THE FAMINE SONG IS OVER. WHY DON’T YOU GROW UP?

The supporters of Rangers Football club had a special message from their club last night as they took their seats to watch the match against Hamilton Academicals.

If they sang “The Famine Song” they were liable to be arrested.

This statement had been written after consultation with the police.

Strathclyde police later reported that there was only one arrest at Ibrox Park and that was for drunkenness.

James McCarthy, the young Irish midfielder for Hamilton who had received sustained racist abuse from Rangers fans on Saturday in the SPL at New Douglas Park, was allowed to go about his job without being told to go home to Ireland.

This is progress. If it takes little electronic reminders to Rangers fans not to indulge in racist singing because they are at risk of arrest then so be it.

One day such warnings will not be required.

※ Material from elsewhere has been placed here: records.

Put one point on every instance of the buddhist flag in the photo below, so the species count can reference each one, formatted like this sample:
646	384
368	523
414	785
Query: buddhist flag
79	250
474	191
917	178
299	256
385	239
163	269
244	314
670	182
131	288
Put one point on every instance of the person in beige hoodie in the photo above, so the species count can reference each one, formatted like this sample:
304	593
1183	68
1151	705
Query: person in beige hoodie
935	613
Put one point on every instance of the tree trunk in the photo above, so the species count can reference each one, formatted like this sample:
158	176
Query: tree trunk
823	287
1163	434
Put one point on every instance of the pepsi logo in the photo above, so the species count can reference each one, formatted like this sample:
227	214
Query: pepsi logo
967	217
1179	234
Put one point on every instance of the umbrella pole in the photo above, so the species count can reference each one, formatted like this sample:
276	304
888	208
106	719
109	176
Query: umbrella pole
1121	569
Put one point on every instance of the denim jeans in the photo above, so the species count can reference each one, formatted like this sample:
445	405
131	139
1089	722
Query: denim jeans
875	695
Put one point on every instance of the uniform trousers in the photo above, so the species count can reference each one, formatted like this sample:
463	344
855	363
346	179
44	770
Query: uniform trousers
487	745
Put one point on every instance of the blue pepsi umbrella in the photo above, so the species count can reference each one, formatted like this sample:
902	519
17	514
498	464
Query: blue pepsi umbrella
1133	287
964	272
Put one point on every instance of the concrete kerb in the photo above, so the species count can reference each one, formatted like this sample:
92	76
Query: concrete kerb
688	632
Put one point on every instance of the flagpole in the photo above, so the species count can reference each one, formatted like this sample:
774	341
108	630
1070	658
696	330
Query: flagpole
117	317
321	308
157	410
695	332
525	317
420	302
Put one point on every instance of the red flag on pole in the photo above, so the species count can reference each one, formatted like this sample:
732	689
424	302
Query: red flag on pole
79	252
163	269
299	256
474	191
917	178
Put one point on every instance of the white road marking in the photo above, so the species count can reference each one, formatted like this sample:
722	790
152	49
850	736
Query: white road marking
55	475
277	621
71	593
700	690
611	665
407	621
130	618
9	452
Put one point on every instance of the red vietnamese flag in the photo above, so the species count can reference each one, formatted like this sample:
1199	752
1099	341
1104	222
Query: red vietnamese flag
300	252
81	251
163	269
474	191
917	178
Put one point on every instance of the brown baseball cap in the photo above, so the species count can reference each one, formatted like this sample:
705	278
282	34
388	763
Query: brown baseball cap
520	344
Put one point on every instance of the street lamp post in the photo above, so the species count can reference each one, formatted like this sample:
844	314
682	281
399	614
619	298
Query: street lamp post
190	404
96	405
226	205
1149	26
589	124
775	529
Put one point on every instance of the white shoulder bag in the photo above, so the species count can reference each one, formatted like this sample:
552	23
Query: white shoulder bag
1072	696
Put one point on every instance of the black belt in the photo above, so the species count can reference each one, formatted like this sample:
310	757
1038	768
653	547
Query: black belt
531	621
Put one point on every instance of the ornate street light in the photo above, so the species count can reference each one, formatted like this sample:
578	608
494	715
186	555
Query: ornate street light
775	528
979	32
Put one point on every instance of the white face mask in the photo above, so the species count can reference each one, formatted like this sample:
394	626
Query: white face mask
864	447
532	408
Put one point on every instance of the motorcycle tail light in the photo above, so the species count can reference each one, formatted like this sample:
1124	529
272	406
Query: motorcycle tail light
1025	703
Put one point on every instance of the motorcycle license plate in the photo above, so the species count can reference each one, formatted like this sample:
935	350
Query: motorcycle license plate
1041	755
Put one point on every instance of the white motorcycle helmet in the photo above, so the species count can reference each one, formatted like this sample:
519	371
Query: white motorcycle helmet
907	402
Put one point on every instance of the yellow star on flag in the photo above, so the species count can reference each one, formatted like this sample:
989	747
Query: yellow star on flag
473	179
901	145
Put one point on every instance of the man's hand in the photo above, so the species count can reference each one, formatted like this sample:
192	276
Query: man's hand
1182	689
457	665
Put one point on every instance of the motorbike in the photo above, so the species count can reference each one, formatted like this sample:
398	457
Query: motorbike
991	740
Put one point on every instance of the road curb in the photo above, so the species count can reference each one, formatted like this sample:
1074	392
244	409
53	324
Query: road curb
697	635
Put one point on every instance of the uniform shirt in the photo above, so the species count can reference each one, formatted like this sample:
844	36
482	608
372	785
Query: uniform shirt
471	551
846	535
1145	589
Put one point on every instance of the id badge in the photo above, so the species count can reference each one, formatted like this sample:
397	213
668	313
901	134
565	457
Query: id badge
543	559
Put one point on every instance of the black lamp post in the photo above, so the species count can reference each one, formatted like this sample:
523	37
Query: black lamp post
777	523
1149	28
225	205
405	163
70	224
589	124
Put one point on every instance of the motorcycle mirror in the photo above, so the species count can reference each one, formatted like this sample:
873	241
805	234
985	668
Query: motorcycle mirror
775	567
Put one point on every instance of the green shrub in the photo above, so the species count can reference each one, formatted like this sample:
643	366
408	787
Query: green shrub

They are at the moment. The  “Self-Policing” initiative brought in by Rangers Supporters organisations obviously did not include forbidding grown men racially abusing a 17 years old kid who plays his international football for the Republic of Ireland.

If “Self-Policing” fails then real policing is required. As it turned out all that was needed to remind the Rangers support that the Famine song was, in the opinion of the police, illegal.

When social historians come to write this period of Scotland’s history they will undoubtedly spend a few paragraphs on unpacking the “Famine Song Controversy”.

My Professor at York University, Laurie Taylor, was fond of highlighting where an old dispensation was blindsided by a new paradigm. This is, essentially, what I think has happened here. The Famine Song controversy has been a clash of rights versus racism.

The Famine Song was merely the most recent manifestation of Scotland’s oldest racism. In the old Scotland the idea of the mere Irish having rights was a stupid as blacks folks being at the front of the bus before Rosa Parks said “enough”

Racism is, in contemporary Scotland, not only socially unacceptable it is also illegal.

So the Famine Song had to be defended by those who sang it with a denial that the song was, in fact, racist.

David Edgar of the Rangers Supporters Trust stated on Radio 5 Live that the Famine song was “a rather tasteless chant”, but he dismissed the idea that the Famine Song was racist as “nonsense”.

Belatedly the campaigning organisation “Show Racism The Red Card” publicly stated, on the 6th of this month, on their website that the Famine song was racist.

Rangers Football Club has yet to publicly concur with that opinion.

The police had advised Rangers Football club in September that singing the song could put the singers at risk to arrest for a “racial breach of the peace”.

The Famine song is racist. The debate on that should be closed. Why this controversy ensued was that the denigration of the Irish in the West of Scotland is in the societal DNA of the old Scotland of the British Empire. That is the Scotland that spawned Rangers.

That global expansion of the London state is now, of course, a matter of history it is no longer a matter of fact.  There are more people in Cork City than live in British Crown Colonies today.

The Empire is over and now only the trailer trash of that empire remains to vent their hatred at those who once were that empire’s victims.

Graham Spiers stated, in the aftermath of the Manchester riots in May that “a white underclass has attached itself to Rangers.”

Moreover the Times journalist was of the opinion that “there is a social poison at the heart of the club.”

It was, in my opinion, that poisonous core that sang the Famine Song with such gusto.

Alan Shatter wrote to the Ibrox club on October 2nd about the Famine song.  I checked with this office today (October 29th) and he had yet to receive a reply to his letter.

Ireland and the Irish still have a special place in the mindset of the “white underclass” that Graham Spiers referred to when discussing the Manchester riots.

Ironically it has been the involvement of the Irish in Ireland and our elected representatives that has seen this racist sub-stratum scuttle in confusion.

How many of those who racially abused 17-year-old James McCarthy at New Douglas Park on Saturday sat obediently at Ibrox last night?

Is that all it takes?

The Billy Boys, a song roared in hatred at the Glasgow Irish Untermensch for generations, for generations, is now gone, banished from soccer stadia in Scotland.

It is appropriate to use the lexicon of the Nazis because the song celebrates the street gang formed by Billy Fullerton.

Fullerton was one of Mosley’s Blackshirts and formed a chapter of the Ku Klux Klan in Glasgow in the 1920s.

In the new paradigm of rights and respect in Scotland the old culture of Ibrox has no place.

If it is required that for a while such basic tenets of human decency need to be displayed on large screens in big writing, if not in big words, at Ibrox Park then so be it.

Last night the Famine song was not sung at Ibrox.

Now that is a result that I can truly celebrate.